COVID-19, Coronavirus disease; CRP, C-reactive protein; IL, Interleukin; TNF, Tumor necrosis factor; ICU, Intensive care unit; PBMT, Photobiomodulation therapy; sMF, Static magnetic field; LASER, Light amplification by stimulated emission of radiation; LEDs, light-emitting diodes; ATP, Adenosine triphosphate; PBMT-sMF, Photobiomodulation therapy combined with static magnetic field; IgG, Immunoglobulin G; IgM, Immunoglobulin M; RT-PCR, Reverse transcription-polymerase chain reaction; PEEP, Positive end-expiratory pressure; SAPS 3, Simplified Acute Physiology Score 3; FiO2, Fraction of inspired oxygen; PO2, Arterial partial pressure of oxygen; PO2/FiO2 ratio, Ratio of arterial partial pressure of oxygen and fraction of inspired oxygen; SD, Standard deviation; MD, Mean difference; CI, Confidence interval; BCRSS, Brescia-COVID respiratory severity scale; RALE, Radiographic assessment of lung edema; CAP, Community-Acquired Pneumonia.
Data Sharing Statement
The datasets used and/or analyzed in the study are available from the corresponding author on reasonable request.
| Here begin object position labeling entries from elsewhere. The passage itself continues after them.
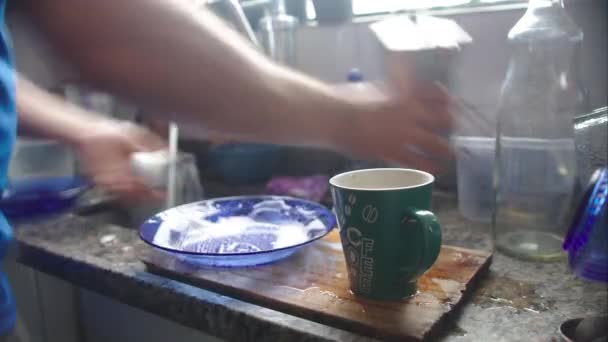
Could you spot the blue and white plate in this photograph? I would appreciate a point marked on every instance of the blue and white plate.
(238, 231)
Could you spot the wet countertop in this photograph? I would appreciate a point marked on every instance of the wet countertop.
(516, 301)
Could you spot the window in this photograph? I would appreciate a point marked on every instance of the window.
(371, 7)
(367, 7)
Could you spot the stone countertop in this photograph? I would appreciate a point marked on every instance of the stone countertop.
(517, 301)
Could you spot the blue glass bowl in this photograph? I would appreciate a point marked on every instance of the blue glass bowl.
(238, 231)
(33, 197)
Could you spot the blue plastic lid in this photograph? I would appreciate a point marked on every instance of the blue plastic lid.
(355, 75)
(587, 238)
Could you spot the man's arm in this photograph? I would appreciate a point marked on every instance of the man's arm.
(103, 145)
(171, 55)
(167, 54)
Ethics Approval and Informed Consent
This study was submitted and approved by the Research Ethics Committee of Associação Dr. Bartholomeu Tacchini/Hospital Tacchini/RS (protocol number: 3,985,226), and by the National Research Ethics Commission of the Brazilian Ministry of Health (protocol number: 4,021,485). All eligible patients or their legal representatives (if the patients were too unwell to provide consent) were informed of the study objectives and provided written informed consent before enrollment.
The authors thank the entire multidisciplinary team that worked in the ICU of Hospital Tacchini, the Tacchini Institute for Health Research, and Marcos Vinícius Ferlito and Tauani de Souza for their contributions.
Multi Radiance Medical (Solon, OH, USA) provided financial support and therapeutic devices for this study. Professor Ernesto Cesar Pinto Leal-Junior receives grants (#310281/2017–2) from the Brazilian Council of Science and Technology Development (CNPq). Multi Radiance Medical and CNPq had no role in the planning, conducting, and analysis of the data.
Professor Ernesto Cesar Pinto Leal-Junior receives research support from Multi Radiance Medical (Solon, OH, USA), a laser device manufacturer. Professor Ernesto Cesar Pinto Leal-Junior also has a patent Laser therapy for patients requiring mechanical ventilation pending to Multi Radiance Medical. Shaiane Silva Tomazoni has a personal relationship with Ernesto Cesar Pinto Leal-Junior. Multi Radiance Medical had no role in the planning, conducting, and analysis of the data. The remaining authors declare that they have no support from any organizations for the submitted work; no financial relationships with any organizations that might have an interest in the submitted work in the past three years; and no other relationships or activities that could appear to have influenced the submitted work.